とてもフレンドリーで古くからの知り合いのように接してくれるエマ夫婦。
ふくよかなワインの酔いと、軽妙で楽しい会話と笑い。
ゆったりと家庭的な雰囲気の中、とても解放された自分が居た。

不思議だ・・・・
アナハイムのホセの店でナオミと会い、マルホランドへいざなわれエマに会った。
そして思いがけなく料理までして、samに会い素晴らしいワインと微笑みに満ちただんらん。
ここ数時間で何か私の人生が凝縮されてどんどん違うベクトルに進んでいくような?
タイムラインの進行が早くそれでいて不思議な安堵感が有り、懐かしい家族の記憶が心の奥から
掘り出され、温かい陽光に照らし出される。
この感覚は新鮮だった。
ナオミの口元の軽い微笑が、まるで魔法のように私を翻弄しつつ楽しませている。

カベルネソービニオンの芳香の中にワイングラス越しに見える何か、もし未来を見るすべが有るなら今この瞬間に
私は見る事が出来るのかもしれない。
幻影であってもこの時間のたおやかな記憶は永遠に残るだろう。

広大な太平洋の海はいつの間にかダークブルーからグレーに変化し、陽光がオレンジのベールを添えレッドからイエローの彩光を放ちながら
静かに銀色のシャドーをまとわりつかせる。

海はいつも変化する、変化する事が普遍なのだ。
立ち止まってはいない、刻々とその表情を一瞬たりとも制止させない。
時間が駆ける・・・
その時間を海面から飲み込んで誰も知らない深海に引きずり込んで、未知の巨大な海獣に喰わせるのだ。
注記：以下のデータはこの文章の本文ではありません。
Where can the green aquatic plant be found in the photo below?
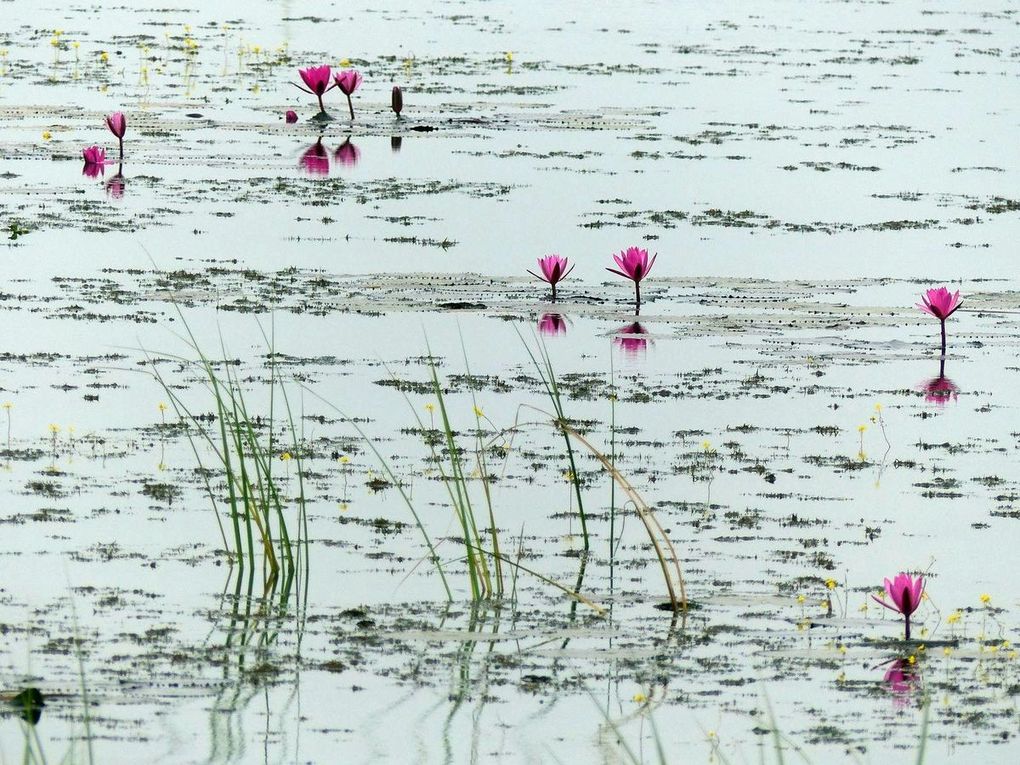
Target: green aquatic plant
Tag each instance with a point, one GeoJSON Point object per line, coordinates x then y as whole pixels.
{"type": "Point", "coordinates": [246, 448]}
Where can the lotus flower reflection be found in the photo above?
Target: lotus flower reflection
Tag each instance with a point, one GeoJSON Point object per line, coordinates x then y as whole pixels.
{"type": "Point", "coordinates": [629, 339]}
{"type": "Point", "coordinates": [552, 323]}
{"type": "Point", "coordinates": [317, 80]}
{"type": "Point", "coordinates": [554, 269]}
{"type": "Point", "coordinates": [315, 160]}
{"type": "Point", "coordinates": [904, 596]}
{"type": "Point", "coordinates": [941, 304]}
{"type": "Point", "coordinates": [347, 154]}
{"type": "Point", "coordinates": [348, 81]}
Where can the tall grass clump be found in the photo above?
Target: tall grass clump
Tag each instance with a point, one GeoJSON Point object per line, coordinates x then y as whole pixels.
{"type": "Point", "coordinates": [664, 551]}
{"type": "Point", "coordinates": [245, 448]}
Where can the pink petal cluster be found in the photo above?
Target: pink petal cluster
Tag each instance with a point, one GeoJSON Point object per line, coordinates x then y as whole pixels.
{"type": "Point", "coordinates": [316, 78]}
{"type": "Point", "coordinates": [633, 264]}
{"type": "Point", "coordinates": [554, 269]}
{"type": "Point", "coordinates": [348, 81]}
{"type": "Point", "coordinates": [117, 123]}
{"type": "Point", "coordinates": [939, 302]}
{"type": "Point", "coordinates": [905, 593]}
{"type": "Point", "coordinates": [94, 155]}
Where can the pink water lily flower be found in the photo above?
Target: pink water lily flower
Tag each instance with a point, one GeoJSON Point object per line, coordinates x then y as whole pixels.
{"type": "Point", "coordinates": [94, 155]}
{"type": "Point", "coordinates": [904, 594]}
{"type": "Point", "coordinates": [347, 154]}
{"type": "Point", "coordinates": [633, 264]}
{"type": "Point", "coordinates": [317, 80]}
{"type": "Point", "coordinates": [117, 123]}
{"type": "Point", "coordinates": [941, 304]}
{"type": "Point", "coordinates": [554, 269]}
{"type": "Point", "coordinates": [348, 81]}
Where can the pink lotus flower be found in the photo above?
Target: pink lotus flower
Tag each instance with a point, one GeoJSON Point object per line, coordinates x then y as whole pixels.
{"type": "Point", "coordinates": [552, 324]}
{"type": "Point", "coordinates": [317, 80]}
{"type": "Point", "coordinates": [940, 304]}
{"type": "Point", "coordinates": [629, 339]}
{"type": "Point", "coordinates": [348, 81]}
{"type": "Point", "coordinates": [901, 678]}
{"type": "Point", "coordinates": [347, 154]}
{"type": "Point", "coordinates": [633, 264]}
{"type": "Point", "coordinates": [94, 155]}
{"type": "Point", "coordinates": [315, 160]}
{"type": "Point", "coordinates": [905, 595]}
{"type": "Point", "coordinates": [118, 126]}
{"type": "Point", "coordinates": [554, 269]}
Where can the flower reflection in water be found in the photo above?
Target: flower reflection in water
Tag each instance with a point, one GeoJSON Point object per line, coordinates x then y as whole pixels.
{"type": "Point", "coordinates": [315, 160]}
{"type": "Point", "coordinates": [115, 186]}
{"type": "Point", "coordinates": [347, 153]}
{"type": "Point", "coordinates": [939, 390]}
{"type": "Point", "coordinates": [903, 679]}
{"type": "Point", "coordinates": [552, 323]}
{"type": "Point", "coordinates": [630, 339]}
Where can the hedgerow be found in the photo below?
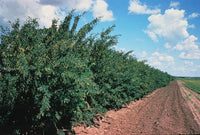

記憶というメモリーもちっぽけなプランクトンに過ぎない。
また、朝が来て陽光が充ちれば再生された生命となって新たにうごめきはじめる。
時間が人生と呼べるなら、再生のプランクトンは記憶だ。
夜の時間に世界中の多くの記憶が、マリンスノーになって沈降して、深海の光の届かない深みにたまってゆく。
歯の無い不気味な怪物が、大口を開けて奪うように咀嚼しているのかもしれない。

海は怖い存在・・・














「もう日が沈む、テラスで呑まないか?」
2本目のワインもいつの間にか空になり、samはまだ飲み足りないようだ。
レディースは、ファッションの話題か何か楽しそうに二人で話している。
エマのナオミを見る瞳は本当の母親のように慈愛に満ちた優しい光を帯びている。
ちょうど夕日の反射がテラスのガラス部分に屈折してエマの虹彩を輝かせているのかもしれない。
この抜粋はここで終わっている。